Acknowledged and Agreed as of this       day of December, 2005.


_______________________
Kenneth Martindale

Attachment C

Release

          I, the undersigned Kenneth Martindale, in consideration of the payments and benefits provided to me under the Employment Agreement dated December , 2005, between Pathmark Stores, Inc. (the “Company”) and me (the “Agreement”), including the Severance Amount (as defined in the Agreement)(the “Payments”), and after consultation with counsel, I, for myself and on behalf of each of my heirs, executors, administrators, representatives, agents, successors and assigns (collectively, the “Releasors”), hereby irrevocably and unconditionally release and forever discharge the Company and its subsidiaries and affiliates (the “Company Group”) and each of their respective officers, employees, directors, shareholders and agents from any and all claims, actions, causes of action, rights, judgments, obligations, damages, demands, accountings or liabilities of whatever kind or character (collectively, “Claims”), including, without limitation, any Claims under any federal, state, local or foreign law, that the Releasors may have, or in the future may possess, arising out of (i) my employment relationship with and service as an employee, officer or director of the Company Group, and the termination of such relationship or service, (ii) the Agreement, or (iii) any event, condition, circumstance or obligation that occurred, existed or arose on or prior to the date hereof; provided, however, that this Release shall not apply to (i) the obligations of the Company under the Agreement (including, without limitation, as to Annual Salary, Annual Bonus, reimbursements, Severance Amount, Equity Awards and continuing medical benefits) and (ii) any indemnification rights I may have in accordance with the Company’s governance instruments or the Agreement or under any director and officer liability insurance maintained by the Company. Other than as contemplated above, the Releasors further agree that the payments and benefits described in this Release shall be in full satisfaction of any and all Claims for payments or benefits, whether express or implied, that the Releasors may have against the Company Group arising out of my employment relationship or my service as an employee, officer and director of the Company Group and the termination thereof.

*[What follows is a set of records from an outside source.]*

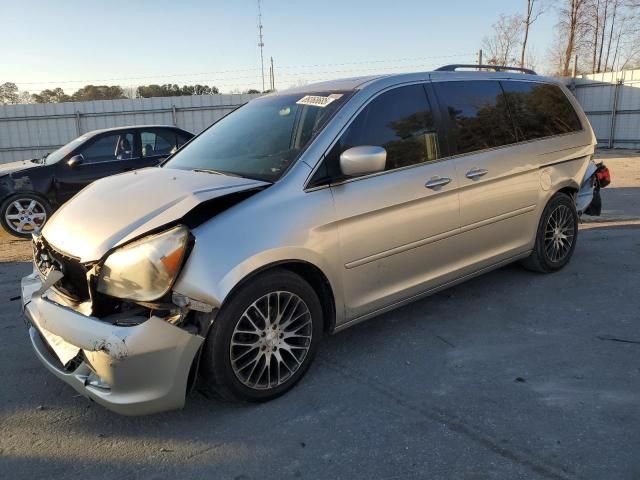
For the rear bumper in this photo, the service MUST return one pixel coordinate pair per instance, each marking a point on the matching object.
(133, 370)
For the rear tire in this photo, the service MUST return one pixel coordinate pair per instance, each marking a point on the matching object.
(556, 236)
(263, 340)
(24, 213)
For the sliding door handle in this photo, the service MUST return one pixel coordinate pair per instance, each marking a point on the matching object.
(476, 173)
(437, 182)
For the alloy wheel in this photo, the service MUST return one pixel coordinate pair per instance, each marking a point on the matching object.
(559, 233)
(25, 215)
(271, 340)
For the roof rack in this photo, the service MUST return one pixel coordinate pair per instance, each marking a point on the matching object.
(495, 68)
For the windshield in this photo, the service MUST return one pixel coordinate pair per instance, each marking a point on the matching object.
(261, 139)
(65, 150)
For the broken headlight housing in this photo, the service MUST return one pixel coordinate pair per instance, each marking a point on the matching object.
(145, 270)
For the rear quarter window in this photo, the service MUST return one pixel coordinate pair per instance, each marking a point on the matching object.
(540, 110)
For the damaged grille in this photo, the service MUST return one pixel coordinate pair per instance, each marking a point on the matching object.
(74, 283)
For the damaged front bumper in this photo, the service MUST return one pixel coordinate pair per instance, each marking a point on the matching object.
(132, 370)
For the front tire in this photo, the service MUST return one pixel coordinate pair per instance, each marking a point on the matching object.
(23, 214)
(264, 338)
(556, 237)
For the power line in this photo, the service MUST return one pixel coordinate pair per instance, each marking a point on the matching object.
(240, 70)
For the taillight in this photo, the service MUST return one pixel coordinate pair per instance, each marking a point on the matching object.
(603, 176)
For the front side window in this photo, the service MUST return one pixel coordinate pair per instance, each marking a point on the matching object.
(157, 142)
(110, 147)
(478, 114)
(400, 121)
(261, 139)
(540, 110)
(65, 150)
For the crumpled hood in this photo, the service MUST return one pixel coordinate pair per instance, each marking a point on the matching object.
(11, 167)
(117, 209)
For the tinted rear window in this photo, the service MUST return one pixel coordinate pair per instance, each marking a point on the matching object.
(478, 114)
(399, 120)
(540, 110)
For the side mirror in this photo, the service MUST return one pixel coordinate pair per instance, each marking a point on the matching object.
(74, 161)
(363, 160)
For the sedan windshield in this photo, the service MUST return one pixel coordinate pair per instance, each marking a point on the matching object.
(261, 139)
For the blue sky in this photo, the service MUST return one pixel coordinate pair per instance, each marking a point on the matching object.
(70, 43)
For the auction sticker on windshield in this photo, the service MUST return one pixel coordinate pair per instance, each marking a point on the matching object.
(318, 100)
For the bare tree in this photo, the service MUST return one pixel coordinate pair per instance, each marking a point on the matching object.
(571, 28)
(529, 18)
(503, 42)
(603, 27)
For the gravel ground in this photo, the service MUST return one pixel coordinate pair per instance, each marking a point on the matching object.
(511, 375)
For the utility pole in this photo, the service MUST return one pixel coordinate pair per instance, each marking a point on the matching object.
(260, 40)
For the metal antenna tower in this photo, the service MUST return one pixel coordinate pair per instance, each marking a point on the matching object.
(260, 42)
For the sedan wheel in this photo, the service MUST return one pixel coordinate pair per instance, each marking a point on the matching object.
(263, 339)
(23, 216)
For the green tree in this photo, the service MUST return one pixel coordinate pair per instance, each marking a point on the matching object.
(98, 92)
(9, 93)
(55, 95)
(174, 90)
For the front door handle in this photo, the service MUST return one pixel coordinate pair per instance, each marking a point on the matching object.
(476, 173)
(437, 182)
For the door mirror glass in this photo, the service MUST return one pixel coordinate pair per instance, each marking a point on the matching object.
(74, 161)
(363, 160)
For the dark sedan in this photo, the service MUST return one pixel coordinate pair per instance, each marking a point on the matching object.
(31, 189)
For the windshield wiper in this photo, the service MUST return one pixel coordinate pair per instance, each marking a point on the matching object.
(217, 172)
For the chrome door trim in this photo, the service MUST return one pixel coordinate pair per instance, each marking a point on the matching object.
(437, 182)
(476, 173)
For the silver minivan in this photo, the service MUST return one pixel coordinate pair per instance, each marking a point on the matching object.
(299, 214)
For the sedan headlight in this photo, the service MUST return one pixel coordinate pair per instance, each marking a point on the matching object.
(146, 269)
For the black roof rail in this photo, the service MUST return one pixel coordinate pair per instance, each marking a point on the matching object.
(495, 68)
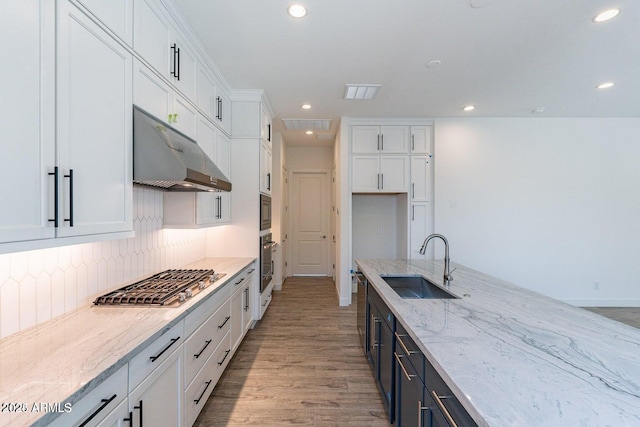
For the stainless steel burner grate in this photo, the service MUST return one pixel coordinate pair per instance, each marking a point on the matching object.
(170, 287)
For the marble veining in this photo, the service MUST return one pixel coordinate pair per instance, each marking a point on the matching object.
(515, 357)
(65, 358)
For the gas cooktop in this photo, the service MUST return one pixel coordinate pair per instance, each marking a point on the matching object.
(165, 289)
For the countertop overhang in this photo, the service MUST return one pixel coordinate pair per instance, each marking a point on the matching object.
(515, 357)
(62, 360)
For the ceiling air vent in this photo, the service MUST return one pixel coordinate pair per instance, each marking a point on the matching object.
(307, 124)
(361, 91)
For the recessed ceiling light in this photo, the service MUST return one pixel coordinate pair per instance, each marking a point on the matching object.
(606, 15)
(297, 11)
(606, 85)
(361, 91)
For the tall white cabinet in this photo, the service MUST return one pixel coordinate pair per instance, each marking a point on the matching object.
(70, 132)
(391, 185)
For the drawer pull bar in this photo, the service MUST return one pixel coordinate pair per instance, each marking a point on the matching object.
(156, 357)
(443, 409)
(225, 322)
(197, 401)
(104, 402)
(404, 347)
(206, 344)
(423, 408)
(226, 353)
(406, 373)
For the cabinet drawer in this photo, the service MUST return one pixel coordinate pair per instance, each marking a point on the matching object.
(202, 343)
(153, 355)
(408, 351)
(98, 403)
(206, 309)
(196, 395)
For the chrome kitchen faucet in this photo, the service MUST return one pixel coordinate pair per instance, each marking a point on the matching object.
(447, 274)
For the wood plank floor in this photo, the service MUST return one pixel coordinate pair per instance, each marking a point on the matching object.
(301, 365)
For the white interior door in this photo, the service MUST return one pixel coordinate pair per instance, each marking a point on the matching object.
(310, 223)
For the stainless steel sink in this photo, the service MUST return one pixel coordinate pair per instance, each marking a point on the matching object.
(416, 287)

          In further consideration of the Payments, the Releasors hereby unconditionally release and forever discharge the Company Group, and each of their respective officers, employees, directors, shareholders and agents from any and all Claims that the Releasors may have as of the date hereof arising under the Federal Age Discrimination in Employment Act of 1967, as amended, and the applicable rules and regulations promulgated thereunder (“ADEA”). By signing this Release, I hereby acknowledge and confirm the following: (i) I was advised by the Company in connection with my termination of employment to consult with an attorney of my choice prior to signing this Release and to have such attorney explain to me the terms of this Release, including, without limitation, the terms relating to my release of claims arising under ADEA and, I have in fact consulted with an attorney; (ii) I was given a period of not fewer than 21 days to consider signing this Release and to consult with an attorney of my choosing with respect thereto; (iii) I am providing this Release only in exchange for consideration in addition to anything of value to which I am already entitled; and (iv) I knowingly and voluntarily am providing this Release.